Canada Introduces Bank Bail-in Regime to Bail Out Failing Banks

Following the EU’s footsteps, the Liberal Government of Canada is introducing the bank bail-in regime.

This on page 223 of the Just-in (no pun intended) 2016 budget:

Introducing a Bank Recapitalization “Bail-in” Regime

To protect Canadian taxpayers in the unlikely event of a large bank failure, the Government is proposing to implement a bail-in regime that would reinforce that bank shareholders and creditors are responsible for the bank’s risks—not taxpayers. This would allow authorities to convert eligible long-term debt of a failing systemically important bank into common shares to recapitalize the bank and allow it to remain open and operating. Such a measure is in line with international efforts to address the potential risks to the financial system and broader economy of institutions perceived as “too-big-to-fail”.
Translation: In the event a bank fails and in order to save it, authorities would allow the assets of the bank’s creditors to be absorbed into the bank’s capital in exchange for common shares of the failing bank which aren’t going to be worth much.

Here are a few subtle but critical details which are not communicated in the same breath:

  • The holders of the so called long term debt can be the bank’s bondholders, and, more critically, the depositors who happen to be you. Remember the money you deposited in a bank is no longer your asset. It becomes the asset of the bank and you are an unsecured creditor of the bank’s overall liabilities.
  • While the reason for the bail-in regime is ostensibly to avoid another bail-out using taxpayers’ (yours, in a socialized way) money, now you are directly on the hook for bailing out a failed bank if you happen to have a bank account with the institution.

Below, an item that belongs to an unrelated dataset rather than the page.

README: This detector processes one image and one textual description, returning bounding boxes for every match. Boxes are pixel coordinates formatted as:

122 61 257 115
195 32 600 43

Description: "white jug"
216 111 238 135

In case you are basking in confidence that something as unthinkable as a banking collapse won’t happen to your country, perhaps a few factoids might convince you otherwise:

  • When the banks failed in Cyprus in 2012, some 40% of the deposits over $100,000 got converted into useless shares of said banks.
  • Bail-ins of various forms are already happening in Italy, Portugal and Austria, all in the past year.
  • The CDIC insurance only covers deposits under $100,000. Even so, the insurance has a grand total of $3 billion insuring $684 billion of Canadians’ savings in the banking system (link). You do the math.